Suffisamment inhabituelle pour être remarquée, l’acquisition par Grasset des droits internationaux du titre en langue roumaine Sfârşitul lumii e un tren (Un train vers la fin du monde – titre provisoire en français) de la romancière moldave Daniela Raţiu, en amont de la Foire de Londres, démontre l’ambition stratégique de la maison du groupe Hachette pour ce roman.
« Nous avons signé la veille de la foire », confie à Livres Hebdo Joachim Schnerf, directeur éditorial en charge de l’étranger chez Grasset. L'éditeur avait entendu parler de ce roman en début d’année, juste après sa sortie en Roumanie et a commandé un rapport à trois lecteurs.
Une approche peu conventionnelle
Juste avant le rendez-vous londonien, Grasset a donc récupéré l’ensemble des droits pour le titre avant de l'envoyer aux scouts du monde entier. Une opération qui a eu un effet de levier immédiat. « Très vite, Suhrkamp en Allemagne a fait une offre que nous avons acceptée et les éditeurs étrangers ont voulu comprendre ce qui motivait notre choix. » La maison allemande connaît déjà la romancière pour avoir publié un précédent roman, mais cet intérêt allemand suscite d'autres curiosités, selon l'éditeur.
« Je reçois des textos des Espagnols, des Néerlandais, qui cherchent des lecteurs du roumain. On sent un véritable intérêt pour cette littérature européenne », explique Joachim Schnerf. Le texte en roumain nécessite un temps de lecture plus long, permettant de trouver des lecteurs dans cette langue moins pratiquée que d’autres.

L’acquisition par Grasset ne s’est donc pas limitée aux droits de traduction en français. La maison a aussi proposé à l'éditeur Editura Cartier de s’occuper des droits à l’international, démarche plus proche du travail d’une agence littéraire que d’un éditeur traditionnel. « Cette maison roumaine est une toute petite structure, sans service dédié aux droits étrangers.
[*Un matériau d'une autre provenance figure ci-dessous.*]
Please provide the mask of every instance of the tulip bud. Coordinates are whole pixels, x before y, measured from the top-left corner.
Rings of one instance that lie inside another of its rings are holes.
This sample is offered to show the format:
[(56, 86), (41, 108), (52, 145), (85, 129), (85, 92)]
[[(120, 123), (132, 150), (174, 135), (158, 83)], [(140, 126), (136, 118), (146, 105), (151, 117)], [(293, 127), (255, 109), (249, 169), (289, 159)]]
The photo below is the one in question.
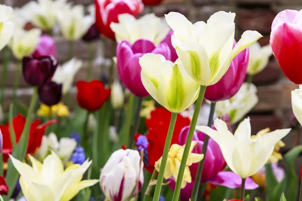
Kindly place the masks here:
[(97, 28), (95, 24), (93, 24), (90, 27), (86, 34), (83, 36), (82, 39), (86, 42), (90, 42), (100, 38), (100, 32)]
[(100, 177), (101, 188), (107, 199), (128, 200), (136, 186), (132, 194), (135, 196), (143, 183), (143, 167), (137, 151), (120, 149), (113, 152), (102, 169)]
[(36, 57), (52, 56), (57, 58), (57, 49), (54, 40), (47, 35), (41, 36), (40, 43), (36, 47), (33, 56)]
[(32, 86), (41, 86), (50, 81), (58, 64), (54, 57), (49, 56), (29, 56), (23, 58), (22, 62), (23, 77)]
[(40, 86), (38, 89), (40, 100), (48, 106), (59, 103), (62, 97), (62, 84), (50, 82)]
[(118, 81), (115, 81), (111, 87), (111, 105), (113, 108), (118, 109), (123, 106), (123, 88)]

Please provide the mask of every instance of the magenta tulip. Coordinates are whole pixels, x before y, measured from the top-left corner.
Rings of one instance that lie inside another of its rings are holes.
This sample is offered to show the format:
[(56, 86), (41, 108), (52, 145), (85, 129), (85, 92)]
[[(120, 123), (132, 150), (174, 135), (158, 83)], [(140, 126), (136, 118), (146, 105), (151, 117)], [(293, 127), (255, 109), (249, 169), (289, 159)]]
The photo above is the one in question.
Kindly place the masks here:
[[(180, 132), (178, 141), (179, 145), (184, 145), (186, 144), (189, 129), (190, 126), (185, 127)], [(193, 140), (197, 142), (197, 144), (193, 149), (193, 153), (201, 153), (205, 136), (204, 133), (195, 130)], [(209, 183), (231, 188), (241, 187), (242, 179), (240, 176), (232, 171), (222, 171), (226, 164), (225, 161), (219, 146), (211, 138), (209, 140), (206, 155), (203, 160), (204, 160), (204, 164), (201, 175), (201, 183)], [(191, 183), (188, 183), (184, 188), (182, 189), (181, 193), (182, 201), (189, 200), (191, 197), (194, 179), (196, 175), (198, 166), (197, 163), (193, 163), (189, 167), (192, 181)], [(170, 186), (173, 189), (175, 186), (175, 182), (173, 178), (169, 180), (171, 181)], [(254, 189), (258, 187), (258, 185), (254, 182), (253, 179), (250, 177), (247, 178), (245, 186), (246, 189)]]
[(172, 42), (171, 41), (171, 37), (173, 35), (174, 33), (174, 32), (173, 32), (172, 30), (170, 31), (167, 35), (167, 36), (166, 36), (166, 38), (165, 38), (164, 40), (163, 40), (163, 41), (162, 41), (162, 43), (167, 43), (169, 46), (169, 48), (171, 52), (171, 59), (170, 60), (173, 62), (176, 61), (176, 59), (178, 58), (178, 56), (177, 56), (177, 54), (176, 53), (176, 50), (172, 45)]
[[(236, 44), (234, 41), (233, 47)], [(208, 86), (204, 97), (209, 100), (224, 100), (233, 97), (239, 90), (247, 74), (249, 50), (245, 49), (232, 61), (224, 75), (216, 84)]]
[(156, 47), (148, 40), (140, 39), (133, 45), (122, 41), (116, 48), (117, 69), (121, 80), (131, 92), (140, 97), (149, 95), (141, 82), (141, 67), (138, 62), (140, 57), (148, 53), (160, 54), (166, 59), (170, 59), (170, 50), (164, 43)]
[(283, 73), (292, 82), (302, 84), (302, 10), (285, 10), (272, 24), (270, 44)]
[(57, 58), (56, 46), (53, 39), (47, 35), (42, 35), (33, 56), (36, 57), (52, 56)]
Nous leur avons proposé deux options : soit nous prenions uniquement les droits français, soit nous nous occupions de la gestion mondiale des traductions », affirme Joachim Schnerf, qui voit dans cette opération un mouvement plus large de retour à l’Europe centrale et orientale.
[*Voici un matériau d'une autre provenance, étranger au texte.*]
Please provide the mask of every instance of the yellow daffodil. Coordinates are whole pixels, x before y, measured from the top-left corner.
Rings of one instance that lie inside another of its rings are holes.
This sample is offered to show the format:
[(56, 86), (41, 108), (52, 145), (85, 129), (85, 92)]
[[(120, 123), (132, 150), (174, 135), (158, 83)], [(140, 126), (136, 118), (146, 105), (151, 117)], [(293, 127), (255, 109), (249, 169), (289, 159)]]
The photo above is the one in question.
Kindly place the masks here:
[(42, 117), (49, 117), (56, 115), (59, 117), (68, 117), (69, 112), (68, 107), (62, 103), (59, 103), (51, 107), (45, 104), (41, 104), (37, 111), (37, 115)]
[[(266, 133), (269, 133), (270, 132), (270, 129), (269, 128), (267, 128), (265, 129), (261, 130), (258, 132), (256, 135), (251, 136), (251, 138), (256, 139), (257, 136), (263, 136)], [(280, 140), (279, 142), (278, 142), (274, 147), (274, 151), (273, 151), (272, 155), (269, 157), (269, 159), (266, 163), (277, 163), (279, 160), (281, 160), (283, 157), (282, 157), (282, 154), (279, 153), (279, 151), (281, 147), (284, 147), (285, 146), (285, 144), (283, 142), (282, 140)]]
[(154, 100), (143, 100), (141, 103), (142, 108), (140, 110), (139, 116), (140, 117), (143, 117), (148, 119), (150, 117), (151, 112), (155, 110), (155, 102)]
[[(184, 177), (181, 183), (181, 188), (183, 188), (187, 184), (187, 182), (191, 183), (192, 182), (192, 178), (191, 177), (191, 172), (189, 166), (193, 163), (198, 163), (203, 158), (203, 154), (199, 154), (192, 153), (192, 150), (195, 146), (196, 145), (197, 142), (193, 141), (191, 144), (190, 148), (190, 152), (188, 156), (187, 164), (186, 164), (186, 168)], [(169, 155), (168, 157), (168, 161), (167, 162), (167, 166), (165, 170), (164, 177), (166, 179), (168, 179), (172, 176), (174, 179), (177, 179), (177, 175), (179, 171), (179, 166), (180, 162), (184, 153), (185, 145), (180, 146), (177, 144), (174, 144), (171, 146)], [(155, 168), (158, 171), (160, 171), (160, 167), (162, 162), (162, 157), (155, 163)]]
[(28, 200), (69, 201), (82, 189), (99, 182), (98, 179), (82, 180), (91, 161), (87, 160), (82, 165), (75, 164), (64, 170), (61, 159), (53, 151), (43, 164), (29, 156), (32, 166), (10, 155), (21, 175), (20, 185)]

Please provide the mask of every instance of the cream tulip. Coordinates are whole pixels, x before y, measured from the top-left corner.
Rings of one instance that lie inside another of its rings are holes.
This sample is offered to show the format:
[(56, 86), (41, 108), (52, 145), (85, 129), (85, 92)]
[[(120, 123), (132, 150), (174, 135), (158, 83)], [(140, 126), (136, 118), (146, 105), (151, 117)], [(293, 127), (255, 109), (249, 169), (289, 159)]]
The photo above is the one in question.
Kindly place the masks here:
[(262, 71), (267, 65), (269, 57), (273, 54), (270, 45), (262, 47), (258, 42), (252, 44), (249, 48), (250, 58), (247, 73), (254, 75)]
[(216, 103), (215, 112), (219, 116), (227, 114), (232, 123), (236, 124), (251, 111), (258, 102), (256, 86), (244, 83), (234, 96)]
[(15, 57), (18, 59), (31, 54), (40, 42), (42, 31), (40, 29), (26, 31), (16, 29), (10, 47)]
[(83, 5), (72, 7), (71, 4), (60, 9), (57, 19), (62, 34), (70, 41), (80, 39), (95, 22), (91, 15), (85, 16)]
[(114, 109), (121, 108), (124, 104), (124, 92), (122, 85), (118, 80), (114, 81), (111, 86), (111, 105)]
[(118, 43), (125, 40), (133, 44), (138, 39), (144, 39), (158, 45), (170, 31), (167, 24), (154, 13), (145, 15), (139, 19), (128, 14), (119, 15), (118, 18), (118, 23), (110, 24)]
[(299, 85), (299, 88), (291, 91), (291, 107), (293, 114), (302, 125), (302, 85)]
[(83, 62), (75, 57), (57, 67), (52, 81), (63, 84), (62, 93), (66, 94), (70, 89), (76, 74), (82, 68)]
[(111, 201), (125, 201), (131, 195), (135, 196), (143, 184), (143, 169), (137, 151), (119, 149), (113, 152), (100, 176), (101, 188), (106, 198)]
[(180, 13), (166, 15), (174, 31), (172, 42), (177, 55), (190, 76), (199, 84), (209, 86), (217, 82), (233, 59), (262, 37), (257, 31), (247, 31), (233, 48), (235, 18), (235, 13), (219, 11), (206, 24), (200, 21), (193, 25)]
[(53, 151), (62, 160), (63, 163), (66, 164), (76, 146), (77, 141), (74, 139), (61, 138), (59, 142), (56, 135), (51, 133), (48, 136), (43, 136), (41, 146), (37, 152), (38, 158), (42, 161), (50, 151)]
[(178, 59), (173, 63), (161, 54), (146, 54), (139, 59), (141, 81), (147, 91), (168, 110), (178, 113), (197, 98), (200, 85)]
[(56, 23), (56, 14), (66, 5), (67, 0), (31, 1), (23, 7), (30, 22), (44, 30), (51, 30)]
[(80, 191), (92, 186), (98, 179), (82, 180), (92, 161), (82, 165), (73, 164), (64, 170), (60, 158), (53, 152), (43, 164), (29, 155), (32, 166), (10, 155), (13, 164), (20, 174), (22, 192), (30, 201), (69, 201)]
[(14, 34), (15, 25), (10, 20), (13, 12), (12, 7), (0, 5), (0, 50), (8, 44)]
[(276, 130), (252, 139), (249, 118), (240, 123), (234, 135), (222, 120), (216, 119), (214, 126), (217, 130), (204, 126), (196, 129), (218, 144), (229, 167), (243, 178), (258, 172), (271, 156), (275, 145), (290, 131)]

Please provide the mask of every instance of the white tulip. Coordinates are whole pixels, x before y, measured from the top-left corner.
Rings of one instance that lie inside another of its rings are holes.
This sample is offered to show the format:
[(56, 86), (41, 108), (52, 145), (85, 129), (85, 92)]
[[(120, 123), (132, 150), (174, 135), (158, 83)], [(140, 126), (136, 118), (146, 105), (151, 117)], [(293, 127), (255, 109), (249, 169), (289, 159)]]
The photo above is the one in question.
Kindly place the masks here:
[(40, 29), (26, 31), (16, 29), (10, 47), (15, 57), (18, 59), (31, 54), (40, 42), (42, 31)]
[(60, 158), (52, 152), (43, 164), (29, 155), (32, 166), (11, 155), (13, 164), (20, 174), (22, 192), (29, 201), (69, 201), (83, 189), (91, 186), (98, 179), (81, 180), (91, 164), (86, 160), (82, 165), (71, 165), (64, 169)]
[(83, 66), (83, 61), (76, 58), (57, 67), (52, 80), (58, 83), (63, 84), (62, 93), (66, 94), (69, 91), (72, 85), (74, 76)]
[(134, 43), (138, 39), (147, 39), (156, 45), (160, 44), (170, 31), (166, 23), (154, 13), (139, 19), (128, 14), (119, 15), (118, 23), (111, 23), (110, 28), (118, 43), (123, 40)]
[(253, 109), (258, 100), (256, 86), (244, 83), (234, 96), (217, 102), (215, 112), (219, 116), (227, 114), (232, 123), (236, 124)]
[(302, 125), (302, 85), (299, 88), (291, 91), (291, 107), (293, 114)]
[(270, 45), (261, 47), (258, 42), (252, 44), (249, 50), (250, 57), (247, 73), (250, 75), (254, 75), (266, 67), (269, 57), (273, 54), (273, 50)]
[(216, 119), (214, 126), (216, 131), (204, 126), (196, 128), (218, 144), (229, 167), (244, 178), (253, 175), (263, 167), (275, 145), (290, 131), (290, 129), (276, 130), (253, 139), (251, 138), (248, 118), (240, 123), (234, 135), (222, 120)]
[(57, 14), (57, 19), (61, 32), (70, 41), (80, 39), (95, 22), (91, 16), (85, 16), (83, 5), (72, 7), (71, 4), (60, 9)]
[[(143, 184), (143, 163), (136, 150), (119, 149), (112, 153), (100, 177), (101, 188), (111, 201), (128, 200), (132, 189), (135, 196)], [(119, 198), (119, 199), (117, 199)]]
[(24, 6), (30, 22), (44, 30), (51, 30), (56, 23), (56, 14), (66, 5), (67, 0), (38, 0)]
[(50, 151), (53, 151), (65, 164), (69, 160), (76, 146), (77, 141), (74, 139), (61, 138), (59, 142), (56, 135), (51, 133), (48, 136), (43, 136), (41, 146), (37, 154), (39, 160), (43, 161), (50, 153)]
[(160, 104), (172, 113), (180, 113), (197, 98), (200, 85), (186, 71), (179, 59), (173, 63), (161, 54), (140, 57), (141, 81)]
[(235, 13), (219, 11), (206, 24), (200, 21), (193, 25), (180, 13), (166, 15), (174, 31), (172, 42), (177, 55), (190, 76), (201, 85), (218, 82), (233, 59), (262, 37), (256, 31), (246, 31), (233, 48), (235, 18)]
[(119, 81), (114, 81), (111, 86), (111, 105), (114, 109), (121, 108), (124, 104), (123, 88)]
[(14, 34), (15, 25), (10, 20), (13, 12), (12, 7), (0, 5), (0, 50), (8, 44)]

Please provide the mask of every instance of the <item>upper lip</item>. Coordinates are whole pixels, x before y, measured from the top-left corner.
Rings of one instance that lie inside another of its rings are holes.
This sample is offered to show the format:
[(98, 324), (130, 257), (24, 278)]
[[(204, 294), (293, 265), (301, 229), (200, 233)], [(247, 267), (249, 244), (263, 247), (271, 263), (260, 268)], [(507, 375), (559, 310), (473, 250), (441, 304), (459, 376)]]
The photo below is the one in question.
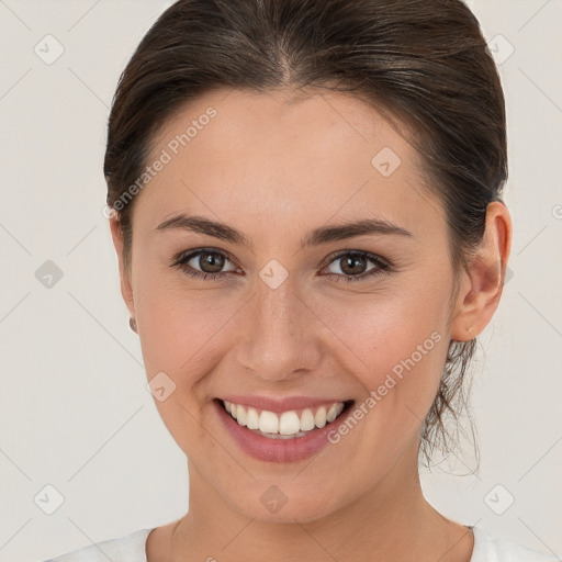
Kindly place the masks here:
[(222, 396), (222, 401), (234, 402), (243, 406), (254, 407), (256, 409), (266, 409), (273, 413), (289, 412), (291, 409), (303, 409), (322, 405), (330, 405), (337, 402), (350, 402), (345, 398), (319, 398), (311, 396), (286, 396), (284, 398), (269, 398), (267, 396), (241, 396), (231, 394)]

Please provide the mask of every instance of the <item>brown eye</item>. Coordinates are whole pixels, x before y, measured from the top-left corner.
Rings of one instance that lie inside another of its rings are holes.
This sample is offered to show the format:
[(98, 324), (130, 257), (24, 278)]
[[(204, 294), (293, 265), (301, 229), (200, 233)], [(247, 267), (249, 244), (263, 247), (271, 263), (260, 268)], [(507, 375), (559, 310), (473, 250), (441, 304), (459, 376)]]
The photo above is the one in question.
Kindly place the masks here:
[[(368, 269), (368, 263), (375, 267)], [(329, 263), (337, 265), (339, 272), (331, 272), (338, 281), (360, 281), (372, 276), (389, 272), (391, 267), (386, 260), (366, 251), (346, 251), (334, 257)], [(367, 271), (367, 273), (366, 273)]]
[(213, 249), (199, 249), (196, 251), (180, 254), (172, 267), (178, 267), (191, 277), (202, 279), (216, 279), (234, 269), (222, 271), (225, 263), (231, 261), (222, 251)]

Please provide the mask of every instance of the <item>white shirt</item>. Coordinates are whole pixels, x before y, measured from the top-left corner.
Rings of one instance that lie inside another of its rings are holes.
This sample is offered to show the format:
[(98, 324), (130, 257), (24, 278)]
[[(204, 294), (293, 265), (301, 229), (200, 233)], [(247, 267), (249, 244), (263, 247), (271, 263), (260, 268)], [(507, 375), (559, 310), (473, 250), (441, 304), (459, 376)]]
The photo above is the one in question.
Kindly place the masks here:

Un roman ancré dans l’histoire européenne
« Ce livre a le potentiel de parler au plus grand nombre, en racontant une histoire singulière qui touche à l’universel. C’est exactement ce que nous recherchons », poursuit Joachim Schnerf. Ce besoin de littérature européenne est particulièrement palpable aujourd’hui. « Trop longtemps, nous avons tourné le dos à ces voix pour ne regarder que vers les États-Unis. Il y a une richesse à nos portes qui mérite d’être explorée », martèle-t-il.
Si l’ouvrage suscite tant d’enthousiasme, c’est aussi en raison de sa résonance historique et politique. Un train vers la fin du monde se déroule en 1946-1947, en pleine famine roumaine, et évoque le sort des populations fuyant la misère. « L’idée du livre est née en réaction à la guerre en Ukraine. Ce récit sur l’exode, la survie et les trains qui partent vers un avenir incertain trouve un écho profond dans notre actualité », souligne Joachim Schnerf.
Un pari éditorial ambitieux
La traduction française d’Un train vers la fin du monde est en cours et devrait être achevée d’ici la fin de l’année. La publication est prévue pour l’automne 2026 ou début 2027. Un calendrier qui pourrait s’aligner avec la parution allemande, en fonction des cessions de droits à venir.
Avec ce pari, Grasset affirme son engagement pour une littérature exigeante et engagée, prête à traverser les frontières. Un signal fort alors que l'invité d’honneur de la Foire de Francfort 2026 sera la République tchèque, avec à la clé un nouveau coup de projecteur sur la richesse éditoriale de l'Europe centrale.